I have written a few comments in the past about some general frustration I have concerning the predominant Amillenial position in the Presbyterian Church of America. My constant exposure to godly Amillennarians like Dr. Simon Kistemaker (whom I love dearly as a professor and friend) and Professor Chuck Hill (whom I have grown to admire) has led me to be more humble in my assessment of their theological presuppositions. Nevertheless, the position held by these men falls short of a truly victorious gospel.

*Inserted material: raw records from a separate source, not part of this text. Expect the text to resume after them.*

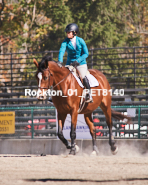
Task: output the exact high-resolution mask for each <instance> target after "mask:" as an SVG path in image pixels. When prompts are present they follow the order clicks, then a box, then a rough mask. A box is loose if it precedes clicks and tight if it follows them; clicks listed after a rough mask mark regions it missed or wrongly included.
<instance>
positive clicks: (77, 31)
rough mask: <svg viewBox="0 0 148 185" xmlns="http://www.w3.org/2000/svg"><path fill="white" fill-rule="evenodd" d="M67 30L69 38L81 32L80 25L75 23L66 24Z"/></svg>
mask: <svg viewBox="0 0 148 185" xmlns="http://www.w3.org/2000/svg"><path fill="white" fill-rule="evenodd" d="M65 32H66V33H67V37H68V38H69V39H71V38H73V37H74V36H75V35H76V34H77V33H78V32H79V28H78V25H77V24H75V23H71V24H68V25H67V26H66V29H65Z"/></svg>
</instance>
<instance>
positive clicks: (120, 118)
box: [111, 109, 132, 124]
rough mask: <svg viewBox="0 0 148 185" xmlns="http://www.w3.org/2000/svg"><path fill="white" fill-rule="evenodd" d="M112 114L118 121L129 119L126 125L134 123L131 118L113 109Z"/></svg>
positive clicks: (127, 120) (127, 119)
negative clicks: (133, 122) (118, 120)
mask: <svg viewBox="0 0 148 185" xmlns="http://www.w3.org/2000/svg"><path fill="white" fill-rule="evenodd" d="M111 114H112V117H113V118H115V119H117V120H123V119H127V121H126V123H128V124H130V123H132V121H131V117H129V116H127V115H124V114H122V113H120V112H116V111H114V110H113V109H111Z"/></svg>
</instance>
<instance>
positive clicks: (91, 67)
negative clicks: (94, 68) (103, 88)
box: [91, 49, 93, 69]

When Scriptures declare the “discipling of the nations” (Matthew 28:18-20) what shall we think? Is this a commandment expressing a unfulfilled desire or a future reality in history? When Christ says that all things–including his enemies– will be placed under his feet (I Cor. 15:24-26) before the end comes, are we to think that these enemies are immaterial beings? When God says that the nations will be given to the Son (Psalm 110), are we to think that these nations are not in space and in time, but rather a consummative promise? It is all non-sensical in my estimation. Postmillennialism is the ONLY eschatology that places heaven and earth at the feet of King Jesus and furthermore, destroys these detestable dichotomies of earth and heaven, flesh and spirit, things visible and things invisible and for the record, law vs. gospel. We MUST see these as unifying perspectives into one reality. God’s kingdom comes to manifest its glory on earth as it is in heaven; to transform flesh and spirit, things physical and things spiritual.
The common assumption is that Postmillennialists do not see “suffering” as a central motif in their eschatology and therefore it does not do justice to the New Testament. I have a fairly long response to this absurd accusation, but David Field has answered this question in a Q&A format that I highly recommend anyone read (click here).

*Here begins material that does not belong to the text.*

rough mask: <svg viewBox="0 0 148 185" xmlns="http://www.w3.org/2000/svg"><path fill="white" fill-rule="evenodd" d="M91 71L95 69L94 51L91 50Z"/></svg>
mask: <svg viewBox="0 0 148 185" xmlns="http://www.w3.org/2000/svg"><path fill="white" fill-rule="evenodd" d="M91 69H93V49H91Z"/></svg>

Some years ago Dr. Kenneth Gentry debated Dr. Richard Gaffin. Gentry defending the Postmillennial view and Dick Gaffin defending the traditional Dutch Amillenialism. Though the debate was long and perhaps not the most revealing (since both speakers didn’t interact as much as I expected), one statement summarized Amillennialism best. Professor Richard Gaffin said: “The church wins by losing.” By this he means Christ manifests His glory through the church as she suffers for the cause of Christ. It is undeniable that the church suffers, but that is not the same as losing. Now winning is not losing and losing is not winning. This is standard logical procedure, but the paradoxical, Already/Not Yet, Vosian, Tension-Driven, World-is-becoming-worse scenario leaves me wondering how is that ever connected with “The gates of Hell shall not prevail.”

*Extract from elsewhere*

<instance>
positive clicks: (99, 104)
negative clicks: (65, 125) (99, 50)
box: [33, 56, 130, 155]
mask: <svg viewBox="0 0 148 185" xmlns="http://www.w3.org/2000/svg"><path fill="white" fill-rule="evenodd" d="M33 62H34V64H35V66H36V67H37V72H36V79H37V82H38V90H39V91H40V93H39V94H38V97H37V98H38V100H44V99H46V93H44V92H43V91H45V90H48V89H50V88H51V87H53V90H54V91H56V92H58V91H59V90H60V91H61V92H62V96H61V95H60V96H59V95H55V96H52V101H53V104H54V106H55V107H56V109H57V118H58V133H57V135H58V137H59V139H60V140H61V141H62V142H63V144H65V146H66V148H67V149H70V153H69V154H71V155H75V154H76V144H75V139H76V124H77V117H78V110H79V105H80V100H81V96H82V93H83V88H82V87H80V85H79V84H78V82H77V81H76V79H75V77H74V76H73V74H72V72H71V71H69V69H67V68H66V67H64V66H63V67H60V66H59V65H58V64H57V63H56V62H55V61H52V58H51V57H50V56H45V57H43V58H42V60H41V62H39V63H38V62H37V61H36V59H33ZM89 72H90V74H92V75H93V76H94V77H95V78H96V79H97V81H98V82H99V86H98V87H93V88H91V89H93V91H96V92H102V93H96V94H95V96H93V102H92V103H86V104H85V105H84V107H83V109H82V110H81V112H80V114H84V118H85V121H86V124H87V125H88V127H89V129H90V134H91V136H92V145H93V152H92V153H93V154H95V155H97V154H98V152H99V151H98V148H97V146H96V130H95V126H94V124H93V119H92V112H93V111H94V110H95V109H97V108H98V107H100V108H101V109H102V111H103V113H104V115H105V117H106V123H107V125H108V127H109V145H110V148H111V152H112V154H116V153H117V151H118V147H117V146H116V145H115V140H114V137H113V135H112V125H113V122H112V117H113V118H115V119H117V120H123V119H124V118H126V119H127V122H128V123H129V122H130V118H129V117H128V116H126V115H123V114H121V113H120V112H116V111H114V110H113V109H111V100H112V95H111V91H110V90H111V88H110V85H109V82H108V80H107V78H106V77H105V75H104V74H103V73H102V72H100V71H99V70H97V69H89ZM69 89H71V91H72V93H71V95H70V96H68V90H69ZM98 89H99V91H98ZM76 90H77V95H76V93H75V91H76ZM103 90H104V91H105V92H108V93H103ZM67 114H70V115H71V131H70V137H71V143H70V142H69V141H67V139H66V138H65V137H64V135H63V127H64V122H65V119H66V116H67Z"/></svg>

Dominion is an essential aspect of Biblical faith. Losing to this present world is NOT a victory. Christ demands and commands that His church be triumphant and victorious and the necessary ingredient to this victory is the proclamation of Christ’s Lordship in every area of life. His invisible kingdom is being made visible though eyes cannot see nor ears hear as clearly as some would desire. His church is conquering Asia, His gospel is being heard, and Christ is being glorified from sea to sea. All Glory and honor and power to the One exalted Lord Christ who rules now and forever. Amen.